To what extent have we implemented person-centred medical care in our daily practice?
According to the writer of the article, ‘What you might hear in the waiting room’1 each of us is able to change the culture of our institutions to be more patient-centred. First, he tells us two stories.
Professionally being a doctor, but now as a patient waiting in the clinic waiting room, David P. Sklar observes two remarkable incidents with patients around him. He relates the following two stories of events not because they were extraordinary but precisely because they were not.
The author was waiting after having to make sure he did not have a severe reaction after an allergy shot. He observes a conversation of an elderly man arriving for an appointment with his cardiologist with the clerk at the registration desk. The elderly man had white hair and sallow skin, and he sat in a wheelchair with oxygen attached.
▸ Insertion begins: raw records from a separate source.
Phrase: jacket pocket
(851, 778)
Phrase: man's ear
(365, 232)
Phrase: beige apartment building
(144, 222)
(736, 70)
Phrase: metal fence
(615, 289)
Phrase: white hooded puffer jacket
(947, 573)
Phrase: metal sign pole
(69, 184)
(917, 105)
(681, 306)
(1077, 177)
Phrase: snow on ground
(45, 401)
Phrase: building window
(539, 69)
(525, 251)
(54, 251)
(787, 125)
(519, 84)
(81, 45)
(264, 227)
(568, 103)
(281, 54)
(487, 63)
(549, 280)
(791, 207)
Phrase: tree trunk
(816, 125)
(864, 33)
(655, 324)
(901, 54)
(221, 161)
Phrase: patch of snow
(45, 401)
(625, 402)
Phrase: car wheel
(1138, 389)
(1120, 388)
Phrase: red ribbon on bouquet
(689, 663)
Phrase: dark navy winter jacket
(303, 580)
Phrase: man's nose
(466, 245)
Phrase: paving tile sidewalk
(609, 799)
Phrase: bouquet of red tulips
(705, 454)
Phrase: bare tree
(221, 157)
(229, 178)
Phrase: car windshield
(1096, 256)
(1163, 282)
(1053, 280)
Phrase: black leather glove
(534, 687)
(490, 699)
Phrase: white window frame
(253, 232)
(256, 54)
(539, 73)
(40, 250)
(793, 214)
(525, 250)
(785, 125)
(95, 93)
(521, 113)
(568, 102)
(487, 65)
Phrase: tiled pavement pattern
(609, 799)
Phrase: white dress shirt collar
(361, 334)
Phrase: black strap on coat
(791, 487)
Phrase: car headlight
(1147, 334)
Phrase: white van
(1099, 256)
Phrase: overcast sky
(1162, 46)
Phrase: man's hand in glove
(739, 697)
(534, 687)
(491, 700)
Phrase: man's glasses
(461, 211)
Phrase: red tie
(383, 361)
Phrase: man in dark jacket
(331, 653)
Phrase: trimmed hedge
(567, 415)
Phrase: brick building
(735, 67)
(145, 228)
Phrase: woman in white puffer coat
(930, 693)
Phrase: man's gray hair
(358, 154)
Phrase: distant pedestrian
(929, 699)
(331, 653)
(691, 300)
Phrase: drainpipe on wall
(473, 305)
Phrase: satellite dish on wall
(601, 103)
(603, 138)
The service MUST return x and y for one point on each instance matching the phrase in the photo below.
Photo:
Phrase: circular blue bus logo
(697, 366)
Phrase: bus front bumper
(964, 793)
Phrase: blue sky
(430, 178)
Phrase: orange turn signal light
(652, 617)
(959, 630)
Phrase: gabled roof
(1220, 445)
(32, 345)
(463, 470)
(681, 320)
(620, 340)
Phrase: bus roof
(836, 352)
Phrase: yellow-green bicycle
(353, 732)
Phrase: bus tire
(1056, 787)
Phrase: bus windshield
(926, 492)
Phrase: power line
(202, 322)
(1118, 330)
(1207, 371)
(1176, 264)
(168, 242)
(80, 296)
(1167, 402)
“Hello,” he said to the clerk.
“Name and hospital number,” said the clerk.
“I am Harold Thomas and, uh, my number is 232467.”
“Mr Thomas, we called you yesterday. Your appointment has been rescheduled for Thursday”.
“But I can’t come on Thursday. I don’t have any transportation.”
“Well, we called you and left a message.”
“My phone isn’t working.”
“Well, our next appointment with your doctor is in three months. I have an appointment open for him on March 18th.”
“March 18th. I’ll be dead by then.”
“Do you want the appointment or not?”
The clerk looked at her watch. There were two more people lined up behind Mr Thomas.
Mr Thomas sighed, “Someone will have to come and get me.”
“We can call for you. Shall I mark you down for the 18th of March?”
“Yes, OK,” he said, sighing.
The author watched as he was wheeled over to a corner of the waiting room away from the arrival desk to await his ride back to his assisted living facility.
The second encounter of the author in the waiting room was with a lady with short grey hair, wrinkles around her eyes, and a barrel chest. She was breathing deeply with an audible wheeze and reading a brochure handed out to her at the registration desk that described end-of-life decisions and procedures. She started a conversation with the author not knowing about his identity, and asked whether he knew what an advance directive was. During the conversation she revealed much about her life: her husband who had died at the intensive care with tubes in his mouth against his will; her wish to go to a veterinarian and to have him put her to sleep peacefully, just like he did with their dog. When the questions of the woman became too complex he advised her to ask the doctor or nurse to help her with filling out this advance directive. Her answer was: “They never have time to talk. Anyway, they are doctors and they only want to do tests on me, and I get a different doctor every day.” Then the nurse called the author’s name and he got up and looked at the woman. “Oh, that’s you they’re calling. You better go or they will cancel you out just like this poor man in the wheelchair. Thank you for listening to an old woman’s chatter.”
When the author came back to the waiting room the woman was gone and only the old man in the wheelchair waiting for his ride was still there in the corner.
In his article the author gives four suggestions how each of us can contribute to a culture that identifies the patient’s needs as our core value, and how we can teach this cultural value to our students and colleagues. These four suggestions are based on three maxims: the needs of the patient come first; nothing about me without me; and, every patient is the only patient.
1. Do not be afraid to intervene.
Many of us feel inadequate to intervene because of not having all the information and we do not want to assume we know what is best. However, we can certainly ask patients whether they need help in navigating a difficult situation. We could empower all members of our organisations to behave similarly to begin creating a culture change.
2. Teach patient-centred care when supervising students and residents.
We need to teach and role-model a patient-centred culture through our conduct during rounds and when we supervise.
3. Demonstrate patient-centred decision making.
Issues such as end-of-life care that involve an examination of individual values, societal resources, and medical care uncertainty provide the opportunity for the physician and patient to participate in patient-centred shared decision making. As advocated for our patients, we must be able to understand our patient’ values, translate medical concepts, and engage in discussions that are respectful of a broad range of values.
4. Invest in partnerships with patients and patients advocacy groups.
By doing this, we will better understand their perspectives and incorporate them into our clinical services and educational programs.
These four statements provide a good foundation for actions that each of us can take to change the cultures of our institutions to be more patient-centred. Changing institutions can be difficult, but each one of us can be change agents today by becoming good observers of the care around us and advocated for patient-centred care in our institutions.
The author finishes with a motivation that comes very near to us as persons:
“And if we need any additional motivation, we should consider that one day it will be our friends, our families, or ourselves who will be sitting in the waiting room.”
1 Sklar DP. What you might hear in the waiting room. Acad Med.2013;88:1191-1193.